Multi-language Evidence: Guiding Coding Agents Beyond Python
This page provides supporting evidence that the value of using CodeHealth as a compass for coding agents generalizes beyond Python.
For this series of experiments, we deployed a self-hosted instance of the open-source coding agent gptme on infrastructure equipped with NVIDIA A100 GPUs. On the same server, the agent used Qwen3-Coder-30b as the underlying LLM. This is the strongest medium-sized model we have worked with and, critically, it supports tool calling and integration with the CodeScene MCP server. For each file, the agent was allowed up to 50 refactoring iterations.
Test pass rate as a function of CodeHealth
Takeaways
- The relationship between CodeHealth and refactoring reliability generalizes across languages once CodeHealth exceeds approximately 7.
- Agentic refactoring is most effective for Python, slightly less so for Java, while C++ is more challenging.
- Explicit CodeHealth guidance helps keep even a less capable agent on track, as indicated by the predominantly dark-blue markers corresponding to meaningful code smell removal.

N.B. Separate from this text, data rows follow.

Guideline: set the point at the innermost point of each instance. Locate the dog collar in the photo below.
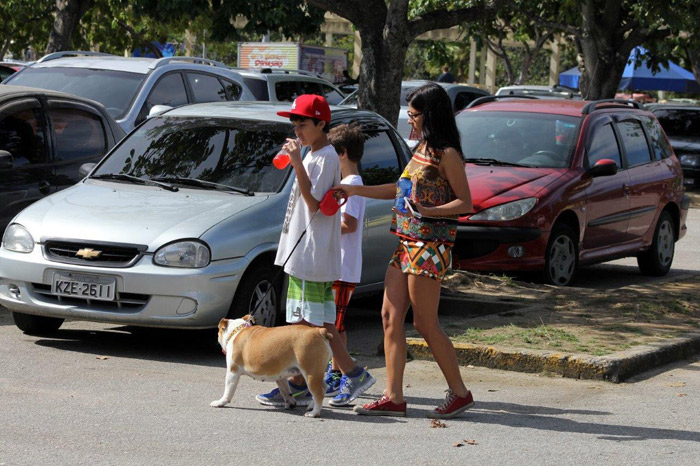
(236, 331)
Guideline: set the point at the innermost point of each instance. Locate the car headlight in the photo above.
(191, 254)
(690, 160)
(507, 211)
(17, 239)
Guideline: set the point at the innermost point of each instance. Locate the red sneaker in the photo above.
(452, 406)
(382, 407)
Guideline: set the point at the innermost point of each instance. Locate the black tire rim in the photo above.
(265, 313)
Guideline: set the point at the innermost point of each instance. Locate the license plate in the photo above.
(76, 285)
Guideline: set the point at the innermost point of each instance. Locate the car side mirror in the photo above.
(604, 167)
(6, 160)
(85, 169)
(158, 109)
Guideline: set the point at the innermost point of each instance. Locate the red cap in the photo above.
(310, 106)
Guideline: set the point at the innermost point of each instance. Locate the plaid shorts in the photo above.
(310, 301)
(423, 258)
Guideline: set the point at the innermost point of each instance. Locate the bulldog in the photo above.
(275, 354)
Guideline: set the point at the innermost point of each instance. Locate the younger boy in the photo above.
(315, 263)
(348, 142)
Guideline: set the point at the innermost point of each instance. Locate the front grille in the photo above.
(122, 301)
(466, 248)
(96, 254)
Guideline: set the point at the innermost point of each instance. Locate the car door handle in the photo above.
(44, 187)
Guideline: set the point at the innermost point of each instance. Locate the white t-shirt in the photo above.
(317, 257)
(351, 243)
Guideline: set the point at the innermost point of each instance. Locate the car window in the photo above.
(659, 143)
(206, 88)
(231, 152)
(332, 96)
(287, 91)
(679, 122)
(234, 90)
(79, 134)
(463, 99)
(22, 135)
(169, 90)
(636, 147)
(258, 87)
(604, 146)
(379, 164)
(88, 83)
(530, 139)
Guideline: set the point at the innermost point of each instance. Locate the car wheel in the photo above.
(36, 325)
(256, 286)
(561, 256)
(657, 260)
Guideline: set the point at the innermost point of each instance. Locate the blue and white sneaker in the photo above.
(332, 380)
(352, 387)
(301, 395)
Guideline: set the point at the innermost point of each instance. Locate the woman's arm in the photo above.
(382, 191)
(452, 168)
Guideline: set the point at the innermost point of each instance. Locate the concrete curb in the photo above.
(614, 368)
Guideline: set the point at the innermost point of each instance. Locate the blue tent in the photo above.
(671, 78)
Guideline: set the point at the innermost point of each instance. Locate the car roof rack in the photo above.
(593, 106)
(492, 98)
(198, 60)
(73, 53)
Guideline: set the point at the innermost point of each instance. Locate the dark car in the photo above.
(682, 125)
(559, 183)
(44, 138)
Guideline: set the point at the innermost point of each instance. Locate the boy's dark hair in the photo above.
(315, 121)
(348, 139)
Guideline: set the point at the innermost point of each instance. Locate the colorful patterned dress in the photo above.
(425, 246)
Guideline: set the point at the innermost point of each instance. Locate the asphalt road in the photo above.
(104, 394)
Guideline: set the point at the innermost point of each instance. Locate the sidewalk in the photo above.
(501, 323)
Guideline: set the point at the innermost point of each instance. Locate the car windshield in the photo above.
(113, 89)
(235, 153)
(679, 123)
(529, 139)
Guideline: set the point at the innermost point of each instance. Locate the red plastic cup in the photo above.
(281, 160)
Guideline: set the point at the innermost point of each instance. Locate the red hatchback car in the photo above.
(561, 183)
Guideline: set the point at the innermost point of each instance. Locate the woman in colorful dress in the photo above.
(435, 185)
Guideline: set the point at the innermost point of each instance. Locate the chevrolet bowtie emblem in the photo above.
(88, 253)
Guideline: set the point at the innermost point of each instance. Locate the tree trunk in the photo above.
(68, 16)
(694, 56)
(381, 72)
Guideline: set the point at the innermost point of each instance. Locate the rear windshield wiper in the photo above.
(485, 161)
(134, 179)
(203, 184)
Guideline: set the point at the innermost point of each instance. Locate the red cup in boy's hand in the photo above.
(281, 160)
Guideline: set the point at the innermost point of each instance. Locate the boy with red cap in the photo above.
(315, 263)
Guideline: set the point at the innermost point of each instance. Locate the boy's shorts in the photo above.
(342, 291)
(310, 301)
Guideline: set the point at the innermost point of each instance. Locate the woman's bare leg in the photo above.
(424, 293)
(394, 309)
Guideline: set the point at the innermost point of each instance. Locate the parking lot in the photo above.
(108, 394)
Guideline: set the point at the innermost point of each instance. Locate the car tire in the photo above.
(657, 260)
(561, 256)
(36, 325)
(254, 287)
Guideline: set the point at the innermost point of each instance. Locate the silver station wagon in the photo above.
(178, 225)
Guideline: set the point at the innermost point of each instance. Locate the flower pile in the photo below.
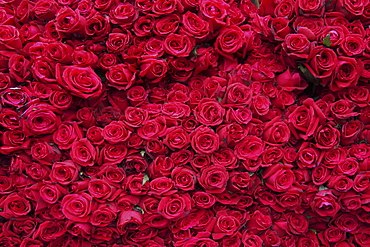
(184, 123)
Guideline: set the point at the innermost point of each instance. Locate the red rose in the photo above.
(43, 230)
(83, 153)
(174, 207)
(214, 179)
(296, 46)
(251, 147)
(81, 81)
(14, 205)
(40, 119)
(64, 172)
(276, 132)
(230, 40)
(204, 140)
(178, 45)
(203, 199)
(347, 72)
(66, 134)
(327, 136)
(195, 26)
(103, 216)
(325, 204)
(225, 225)
(118, 41)
(259, 221)
(121, 76)
(184, 178)
(279, 177)
(10, 38)
(75, 21)
(78, 207)
(123, 14)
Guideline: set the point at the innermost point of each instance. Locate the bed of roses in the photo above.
(184, 123)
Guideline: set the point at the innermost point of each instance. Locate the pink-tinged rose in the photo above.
(352, 45)
(78, 207)
(204, 140)
(325, 204)
(43, 230)
(195, 26)
(280, 28)
(82, 82)
(297, 46)
(276, 132)
(129, 221)
(103, 216)
(342, 109)
(69, 21)
(230, 40)
(259, 221)
(291, 81)
(162, 186)
(346, 73)
(214, 179)
(251, 147)
(40, 119)
(237, 95)
(177, 138)
(19, 67)
(152, 129)
(308, 156)
(83, 153)
(362, 236)
(209, 112)
(251, 240)
(121, 76)
(225, 225)
(167, 25)
(347, 222)
(112, 154)
(153, 69)
(66, 134)
(279, 177)
(64, 172)
(124, 14)
(45, 153)
(203, 199)
(118, 41)
(327, 136)
(175, 206)
(14, 205)
(10, 38)
(306, 118)
(178, 45)
(116, 132)
(14, 140)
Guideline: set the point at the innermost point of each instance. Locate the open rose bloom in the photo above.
(184, 123)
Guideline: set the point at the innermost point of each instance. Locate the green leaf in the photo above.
(327, 41)
(256, 2)
(145, 179)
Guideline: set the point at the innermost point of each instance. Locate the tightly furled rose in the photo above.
(80, 81)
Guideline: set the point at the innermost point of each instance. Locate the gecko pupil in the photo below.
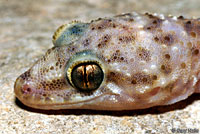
(87, 76)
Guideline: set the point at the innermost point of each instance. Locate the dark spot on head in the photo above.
(126, 38)
(144, 54)
(192, 27)
(103, 24)
(155, 23)
(166, 69)
(141, 78)
(104, 41)
(167, 39)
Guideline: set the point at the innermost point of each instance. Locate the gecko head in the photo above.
(60, 80)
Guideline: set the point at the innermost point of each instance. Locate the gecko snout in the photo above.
(23, 89)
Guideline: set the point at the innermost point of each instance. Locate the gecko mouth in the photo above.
(29, 96)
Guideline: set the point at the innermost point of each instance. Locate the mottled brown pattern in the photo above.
(192, 27)
(103, 24)
(144, 54)
(165, 38)
(104, 41)
(154, 24)
(141, 78)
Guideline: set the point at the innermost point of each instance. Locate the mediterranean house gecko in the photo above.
(129, 61)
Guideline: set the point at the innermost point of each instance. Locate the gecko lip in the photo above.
(23, 89)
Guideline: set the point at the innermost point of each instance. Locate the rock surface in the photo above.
(26, 28)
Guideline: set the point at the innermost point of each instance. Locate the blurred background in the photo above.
(26, 29)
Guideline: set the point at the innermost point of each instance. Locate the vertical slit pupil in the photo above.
(87, 76)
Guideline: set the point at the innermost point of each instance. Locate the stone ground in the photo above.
(26, 28)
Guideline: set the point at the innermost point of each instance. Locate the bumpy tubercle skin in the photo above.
(148, 60)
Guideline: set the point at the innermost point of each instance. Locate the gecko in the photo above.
(125, 62)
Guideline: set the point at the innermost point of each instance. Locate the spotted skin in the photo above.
(147, 60)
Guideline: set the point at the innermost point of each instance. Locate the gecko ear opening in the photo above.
(84, 71)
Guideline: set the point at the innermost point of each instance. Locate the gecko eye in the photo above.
(87, 76)
(85, 71)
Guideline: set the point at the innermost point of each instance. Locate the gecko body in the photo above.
(125, 62)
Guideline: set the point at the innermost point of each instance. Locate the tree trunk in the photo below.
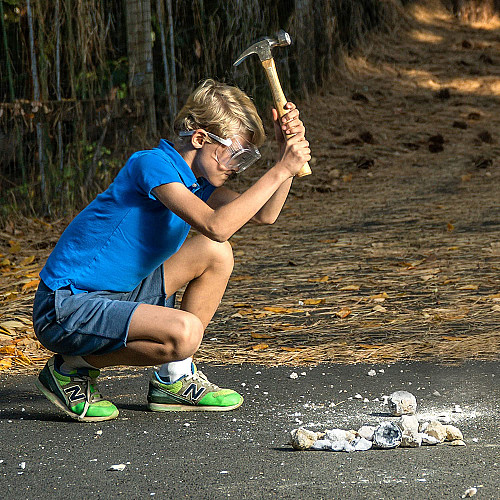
(140, 57)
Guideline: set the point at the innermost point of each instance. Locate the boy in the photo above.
(103, 291)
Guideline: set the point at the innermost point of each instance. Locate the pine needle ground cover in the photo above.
(390, 251)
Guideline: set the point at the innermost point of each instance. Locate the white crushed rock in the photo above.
(402, 403)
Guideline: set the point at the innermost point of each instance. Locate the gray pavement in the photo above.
(244, 453)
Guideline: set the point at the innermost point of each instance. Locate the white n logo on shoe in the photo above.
(74, 393)
(193, 392)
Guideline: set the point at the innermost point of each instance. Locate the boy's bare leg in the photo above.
(158, 334)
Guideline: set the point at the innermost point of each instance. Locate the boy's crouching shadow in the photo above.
(23, 405)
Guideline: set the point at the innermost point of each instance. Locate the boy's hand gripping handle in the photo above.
(280, 101)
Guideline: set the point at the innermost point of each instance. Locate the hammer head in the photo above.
(263, 47)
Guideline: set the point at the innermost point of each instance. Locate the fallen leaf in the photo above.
(8, 349)
(324, 279)
(343, 313)
(5, 363)
(10, 326)
(313, 302)
(30, 285)
(281, 309)
(15, 247)
(280, 327)
(245, 311)
(260, 347)
(27, 260)
(379, 297)
(350, 287)
(261, 336)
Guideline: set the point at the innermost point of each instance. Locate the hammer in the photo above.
(263, 49)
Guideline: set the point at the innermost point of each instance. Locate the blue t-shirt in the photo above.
(125, 233)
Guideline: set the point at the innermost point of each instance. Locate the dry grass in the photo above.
(391, 250)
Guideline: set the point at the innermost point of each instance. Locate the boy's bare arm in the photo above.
(221, 223)
(272, 208)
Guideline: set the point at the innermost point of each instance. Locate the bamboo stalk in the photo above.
(12, 94)
(36, 97)
(161, 15)
(59, 97)
(173, 78)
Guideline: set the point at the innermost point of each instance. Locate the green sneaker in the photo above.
(191, 393)
(75, 394)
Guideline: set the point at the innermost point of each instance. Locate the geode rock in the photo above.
(402, 403)
(339, 435)
(408, 425)
(453, 433)
(366, 432)
(387, 435)
(436, 429)
(411, 440)
(303, 439)
(426, 439)
(458, 442)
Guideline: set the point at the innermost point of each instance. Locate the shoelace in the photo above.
(90, 397)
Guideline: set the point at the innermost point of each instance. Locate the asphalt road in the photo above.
(245, 453)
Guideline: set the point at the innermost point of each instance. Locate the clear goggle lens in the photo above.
(234, 153)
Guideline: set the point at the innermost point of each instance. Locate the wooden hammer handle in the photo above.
(280, 101)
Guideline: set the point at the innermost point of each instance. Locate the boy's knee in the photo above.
(220, 254)
(188, 337)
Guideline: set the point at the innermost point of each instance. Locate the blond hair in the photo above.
(222, 110)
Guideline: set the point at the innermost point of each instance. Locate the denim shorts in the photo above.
(92, 322)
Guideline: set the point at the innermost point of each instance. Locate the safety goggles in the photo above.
(234, 154)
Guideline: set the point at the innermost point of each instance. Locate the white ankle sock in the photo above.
(71, 363)
(173, 371)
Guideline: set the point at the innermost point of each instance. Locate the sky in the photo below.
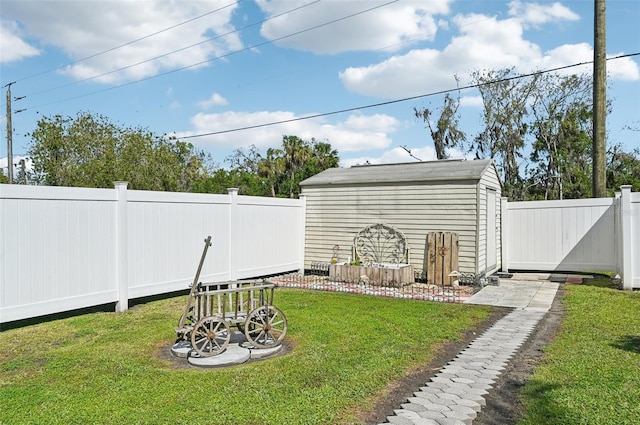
(206, 70)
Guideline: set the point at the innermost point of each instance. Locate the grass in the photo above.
(590, 373)
(104, 368)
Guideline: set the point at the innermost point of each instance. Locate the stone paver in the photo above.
(457, 393)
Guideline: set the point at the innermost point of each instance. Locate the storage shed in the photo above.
(420, 198)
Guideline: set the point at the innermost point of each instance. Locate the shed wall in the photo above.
(488, 181)
(336, 213)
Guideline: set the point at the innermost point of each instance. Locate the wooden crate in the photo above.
(441, 257)
(377, 276)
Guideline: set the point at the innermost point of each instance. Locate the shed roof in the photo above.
(444, 170)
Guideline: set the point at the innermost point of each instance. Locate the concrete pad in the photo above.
(260, 353)
(513, 293)
(233, 354)
(181, 349)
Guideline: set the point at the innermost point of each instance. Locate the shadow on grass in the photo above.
(628, 343)
(542, 405)
(102, 308)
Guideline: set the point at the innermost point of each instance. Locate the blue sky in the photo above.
(188, 68)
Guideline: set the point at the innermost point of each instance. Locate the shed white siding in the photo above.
(489, 181)
(339, 206)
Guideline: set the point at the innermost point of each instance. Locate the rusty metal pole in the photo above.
(9, 136)
(599, 184)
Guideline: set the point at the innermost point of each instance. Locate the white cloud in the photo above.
(12, 47)
(399, 155)
(384, 27)
(82, 29)
(472, 101)
(214, 100)
(483, 43)
(537, 14)
(16, 164)
(355, 133)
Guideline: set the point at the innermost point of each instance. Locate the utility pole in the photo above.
(599, 184)
(9, 136)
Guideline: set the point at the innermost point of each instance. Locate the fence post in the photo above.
(625, 229)
(233, 231)
(302, 231)
(122, 254)
(504, 236)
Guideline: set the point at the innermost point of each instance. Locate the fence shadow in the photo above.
(628, 343)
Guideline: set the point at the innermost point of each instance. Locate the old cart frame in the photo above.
(213, 308)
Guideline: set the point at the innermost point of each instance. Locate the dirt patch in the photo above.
(503, 404)
(398, 392)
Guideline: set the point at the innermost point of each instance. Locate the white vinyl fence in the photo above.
(575, 235)
(68, 248)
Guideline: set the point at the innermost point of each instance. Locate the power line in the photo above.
(390, 102)
(254, 46)
(174, 51)
(126, 44)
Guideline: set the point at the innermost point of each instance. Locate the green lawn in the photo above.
(590, 374)
(103, 368)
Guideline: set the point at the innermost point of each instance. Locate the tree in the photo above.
(561, 148)
(445, 133)
(90, 151)
(276, 174)
(505, 97)
(323, 156)
(271, 168)
(221, 180)
(296, 153)
(623, 168)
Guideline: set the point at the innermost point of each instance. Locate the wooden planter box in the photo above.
(376, 276)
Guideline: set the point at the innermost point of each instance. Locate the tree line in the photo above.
(90, 151)
(538, 130)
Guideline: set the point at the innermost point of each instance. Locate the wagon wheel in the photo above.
(210, 336)
(265, 326)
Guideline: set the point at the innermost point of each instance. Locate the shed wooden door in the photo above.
(441, 257)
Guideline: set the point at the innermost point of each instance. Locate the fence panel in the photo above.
(268, 236)
(57, 250)
(635, 240)
(166, 236)
(572, 235)
(70, 248)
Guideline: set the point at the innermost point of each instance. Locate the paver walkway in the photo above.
(457, 393)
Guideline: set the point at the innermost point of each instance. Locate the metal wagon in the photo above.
(214, 308)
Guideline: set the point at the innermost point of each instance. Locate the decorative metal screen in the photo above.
(380, 243)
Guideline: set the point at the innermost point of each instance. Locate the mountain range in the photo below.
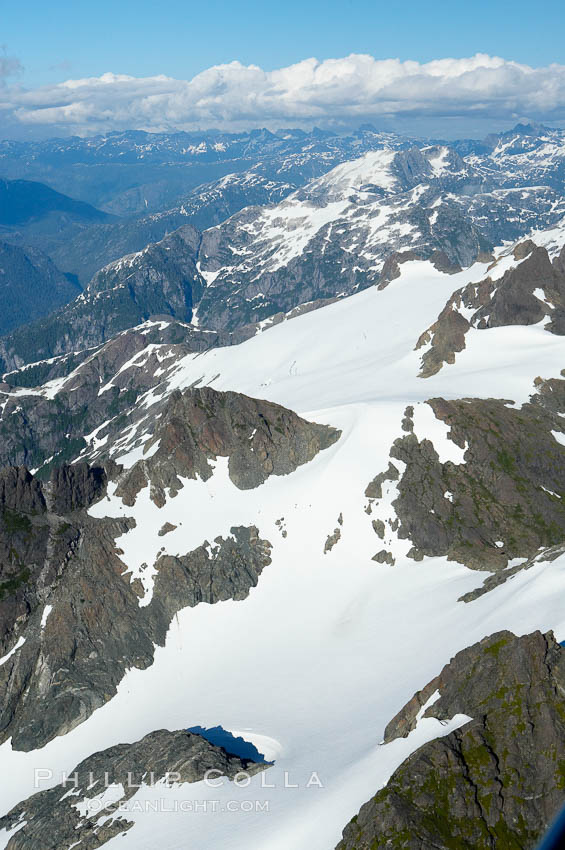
(282, 496)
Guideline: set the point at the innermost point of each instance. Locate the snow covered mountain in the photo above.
(335, 236)
(287, 537)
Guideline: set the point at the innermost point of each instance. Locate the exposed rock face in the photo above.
(496, 782)
(75, 487)
(72, 663)
(200, 424)
(70, 813)
(77, 650)
(532, 290)
(161, 280)
(503, 501)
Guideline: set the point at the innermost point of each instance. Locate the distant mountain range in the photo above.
(288, 474)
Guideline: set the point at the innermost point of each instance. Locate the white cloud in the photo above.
(332, 92)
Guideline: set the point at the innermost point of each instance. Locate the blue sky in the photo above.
(62, 39)
(430, 68)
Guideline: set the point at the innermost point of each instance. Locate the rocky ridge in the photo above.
(76, 617)
(91, 807)
(499, 780)
(502, 500)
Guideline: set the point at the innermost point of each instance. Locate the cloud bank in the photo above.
(335, 92)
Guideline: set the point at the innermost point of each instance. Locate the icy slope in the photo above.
(328, 646)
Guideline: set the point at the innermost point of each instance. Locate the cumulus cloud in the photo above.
(330, 93)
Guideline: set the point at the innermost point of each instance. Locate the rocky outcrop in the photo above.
(532, 290)
(496, 782)
(90, 808)
(75, 487)
(46, 427)
(73, 659)
(160, 280)
(83, 617)
(503, 501)
(201, 424)
(30, 284)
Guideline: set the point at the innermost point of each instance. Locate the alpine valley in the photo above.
(282, 491)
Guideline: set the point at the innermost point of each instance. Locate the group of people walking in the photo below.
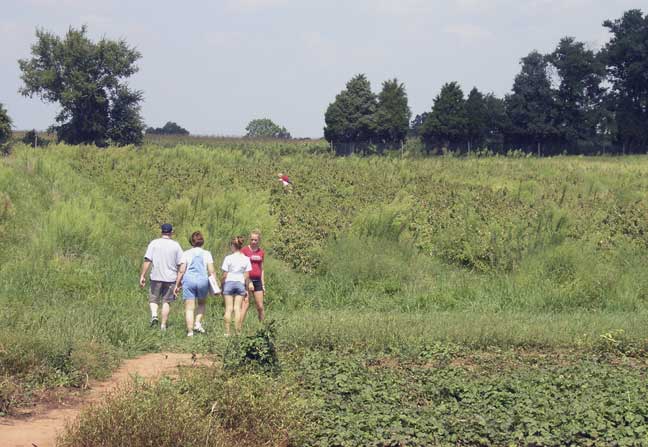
(192, 272)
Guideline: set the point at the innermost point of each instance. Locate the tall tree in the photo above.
(88, 81)
(626, 57)
(580, 95)
(5, 126)
(447, 123)
(531, 106)
(497, 121)
(350, 119)
(266, 128)
(392, 114)
(477, 119)
(417, 123)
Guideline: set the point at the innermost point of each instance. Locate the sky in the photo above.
(213, 65)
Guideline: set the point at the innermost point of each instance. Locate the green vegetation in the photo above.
(473, 301)
(266, 128)
(170, 128)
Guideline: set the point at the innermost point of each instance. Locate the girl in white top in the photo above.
(236, 268)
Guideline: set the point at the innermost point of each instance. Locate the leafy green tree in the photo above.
(266, 128)
(350, 119)
(497, 121)
(531, 106)
(392, 114)
(626, 58)
(477, 119)
(88, 81)
(5, 126)
(170, 128)
(580, 95)
(448, 122)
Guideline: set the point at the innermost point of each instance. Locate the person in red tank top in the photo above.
(257, 279)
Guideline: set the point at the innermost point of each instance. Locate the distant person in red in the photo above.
(257, 280)
(284, 179)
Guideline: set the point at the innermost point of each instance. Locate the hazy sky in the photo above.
(212, 66)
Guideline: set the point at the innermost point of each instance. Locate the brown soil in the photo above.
(41, 428)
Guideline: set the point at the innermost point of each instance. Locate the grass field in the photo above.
(417, 301)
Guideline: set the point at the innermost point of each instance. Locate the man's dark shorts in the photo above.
(161, 292)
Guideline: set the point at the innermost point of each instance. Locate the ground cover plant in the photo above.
(448, 301)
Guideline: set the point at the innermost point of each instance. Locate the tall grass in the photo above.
(398, 253)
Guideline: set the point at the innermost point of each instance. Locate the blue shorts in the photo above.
(193, 288)
(234, 288)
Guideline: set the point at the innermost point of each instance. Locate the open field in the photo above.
(436, 301)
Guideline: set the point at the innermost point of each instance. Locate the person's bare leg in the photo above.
(238, 301)
(258, 300)
(153, 307)
(166, 308)
(190, 306)
(229, 307)
(200, 311)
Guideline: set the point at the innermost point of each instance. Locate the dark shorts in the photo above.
(258, 284)
(161, 292)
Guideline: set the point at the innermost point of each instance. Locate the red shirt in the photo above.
(256, 259)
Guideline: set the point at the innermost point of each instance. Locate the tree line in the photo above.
(574, 100)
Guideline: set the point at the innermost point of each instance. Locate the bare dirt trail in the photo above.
(42, 428)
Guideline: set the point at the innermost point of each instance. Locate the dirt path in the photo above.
(41, 429)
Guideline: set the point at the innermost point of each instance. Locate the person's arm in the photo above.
(145, 266)
(181, 272)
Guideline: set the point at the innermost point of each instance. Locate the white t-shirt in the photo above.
(188, 256)
(235, 265)
(165, 254)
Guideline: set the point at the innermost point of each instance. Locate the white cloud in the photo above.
(224, 39)
(404, 7)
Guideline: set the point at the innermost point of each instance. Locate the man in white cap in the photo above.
(165, 255)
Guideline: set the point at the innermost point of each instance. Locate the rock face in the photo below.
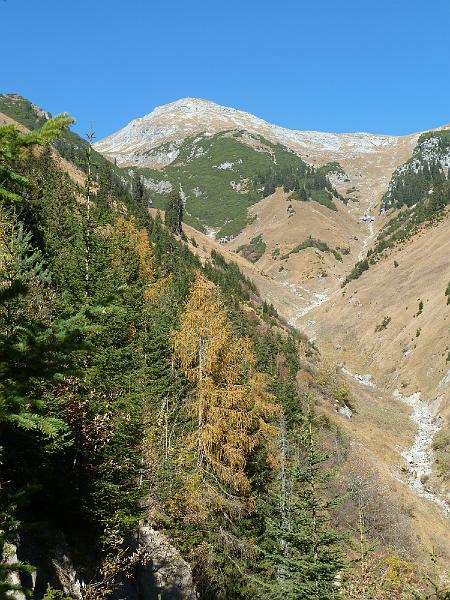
(171, 123)
(171, 574)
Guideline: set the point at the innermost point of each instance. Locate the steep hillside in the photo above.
(220, 176)
(226, 164)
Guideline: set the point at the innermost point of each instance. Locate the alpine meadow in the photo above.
(224, 343)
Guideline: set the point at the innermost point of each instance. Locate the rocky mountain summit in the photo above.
(173, 122)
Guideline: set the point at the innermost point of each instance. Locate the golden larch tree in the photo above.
(231, 405)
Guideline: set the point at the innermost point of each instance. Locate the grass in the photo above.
(254, 250)
(312, 243)
(384, 323)
(212, 199)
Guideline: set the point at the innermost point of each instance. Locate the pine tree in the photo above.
(137, 190)
(174, 214)
(300, 546)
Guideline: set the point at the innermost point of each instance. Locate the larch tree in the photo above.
(231, 405)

File-level refactoring results
Each horizontal line represents the CodeHealth journey of a single file, sorted vertically by their original CodeHealth:
- Green lines indicate files whose CodeHealth improved; line length reflects the magnitude of improvement.
- Purple lines indicate files that reached a perfect CodeHealth score of 10.
- Red lines indicate files whose CodeHealth decreased.
- White gaps correspond to files whose CodeHealth remained unchanged.
- Black points mark refactorings that did not pass the test suite.
Takeaways
- Python shows the strongest outcomes: gptme frequently removes all detected code smells, as indicated by purple lines.
- Java exhibits more conservative improvements: fewer files reach a perfect CodeHealth score, but decreases in CodeHealth (red) are typically smaller in magnitude.
- C++ presents the most mixed results: only 52% of refactored files pass the test suite, and CodeHealth changes span a wide range in both positive and negative directions.